Good questions. See my notes below and let me know if they don't answer you question.
Sir,
For the following question, y=4tan 1/2x ...I am having difficulty constructing this graph...
Bearing in mind there are asymptote at each odd multiple of Pi/2 3pi/2 5pi/2 etc, because the value of the y=(sin Theta/cos Theta) is undefined at these points.. I plotted four rows..laid out values of x ( o, pi/6, pi/4 ,pi/3) etc, in the first , In the second row, I put ( 1/2 * x) values. In the third, I put y= tan x values and in the fourth I have y=4* tan (1/2x).
Now, I know the period of the function is 4pi and that the values for (y) will be stretched out, but I'm not sure where my asymptotes should be and how to determine them either...Can you please advise..

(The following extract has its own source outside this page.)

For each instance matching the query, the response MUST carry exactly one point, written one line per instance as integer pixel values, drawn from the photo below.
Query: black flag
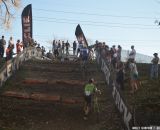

The period of tan(theta) is pi (not 2 pi as it would be for sine or cosine).
If theta = 1/2 x then x = 2 * theta and the period becomes 2 pi (not 4 pi).
Asymptotes occur for theta = pi/2, 3 pi/2, etc. so they will occur for x values 2 * pi/2, 2 * 3 pi / 2, etc., i.e., for pi, 3 pi, etc..
The following is the strategy used in qa #2:
I recommend laying out the columns for theta and tan(theta) first, as in qa 2. Your theta values will be 0, pi/6, pi/4 etc.
Then setting 1/2 x = theta you solve for x to get x = 2 * theta. This would give you x values 0, pi/3, pi/2, etc.
You would end up with something like this
x theta = 1/2 x tan(theta) 4 tan(theta)
0 0 0 0
pi/3 pi/6 2/sqrt(3) 8 / sqrt(3)
pi/2 pi/4 1 4
pi pi/3 sqrt(3)/2 2 sqrt(3)
...
Your asymptotes would correspond to theta = pi/2, 3 pi/2, etc., and therefore to x = pi, 3 pi, etc..
The period would therefore be 2 pi, as it should.
Theta intervals of pi/6 become x intervals of 2 * pi/6 = pi / 3.